Dunque tornare a ciò che davvero conta, svolgere con passione e amore ciò che ci compete, ritrovare noi stessi in relazione agli altri e seguire i propri desideri, non sempre compresi dagli altri, trovando il nostro posto nel mondo, con l’aiuto di una natura salvifica e materna, e di altri esseri umani con cui condividere la strada: spiritualità e sogno, realtà e finzione, benessere e scelte di vita sono temi con cui Wenders coinvolge lo spettatore in un ennesimo viaggio che svela le ragioni per cui il suo cinema ci accompagna da mezzo secolo, tra sperimentalismo e narrazione, raccontandoci ogni volta qualcosa di nuovo, addentrandosi con ‘Perfect Days’ in una riflessione commovente e poetica sulla ricerca della bellezza e della verità nel mondo che ci circonda.

“Le persone in tutto il mondo hanno visto i miei film – conclude Wim Wenders - molti ne sono stati influenzati e alcuni di questi film sono diventati dei classici o film di culto. In questo senso comunque non appartengono più a me, ma a una memoria collettiva di cinefili di ogni età e di molte nazionalità. Da molti anni desidero che in futuro il mio lavoro possa appartenere solo a sé stesso, e quindi a tutti”.
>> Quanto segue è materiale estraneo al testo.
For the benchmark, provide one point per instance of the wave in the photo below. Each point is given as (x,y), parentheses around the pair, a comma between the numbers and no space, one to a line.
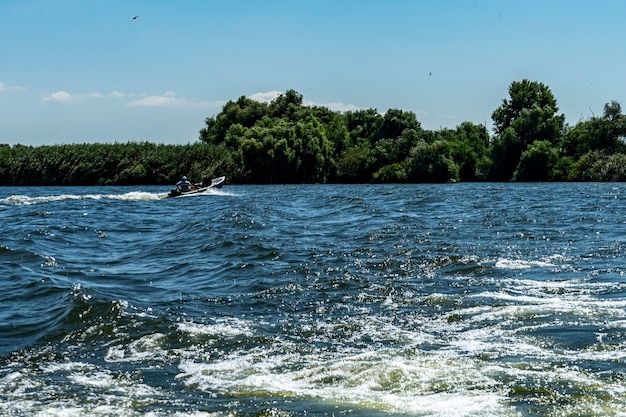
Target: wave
(24,200)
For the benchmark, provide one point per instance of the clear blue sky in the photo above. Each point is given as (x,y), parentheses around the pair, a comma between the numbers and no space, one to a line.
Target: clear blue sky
(75,71)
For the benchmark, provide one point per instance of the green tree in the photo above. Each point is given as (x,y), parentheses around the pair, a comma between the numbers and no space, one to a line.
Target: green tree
(537,162)
(531,113)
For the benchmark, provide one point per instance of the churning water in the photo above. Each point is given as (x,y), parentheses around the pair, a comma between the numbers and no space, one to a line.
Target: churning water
(325,300)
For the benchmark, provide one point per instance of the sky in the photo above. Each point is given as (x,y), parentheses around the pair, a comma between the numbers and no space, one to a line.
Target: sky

Già nel 2012, infatti, Wenders insieme alla moglie Donata, ha istituito la Wim Wenders Stiftung (WWS), una fondazione senza scopo di lucro con sede nella sua città natale, Düsseldorf, la cui missione è quella di archiviare, restaurare e presentare l'opera cinematografica, fotografica, artistica e letteraria di Wim Wenders e renderla permanentemente accessibile al pubblico mondiale. Allo stesso tempo, la fondazione sostiene i giovani talenti nel campo dello storytelling innovativo, in particolare attraverso il Wim Wenders Stipendium, una borsa di studio assegnata insieme al Film-und Medienstiftung NRW.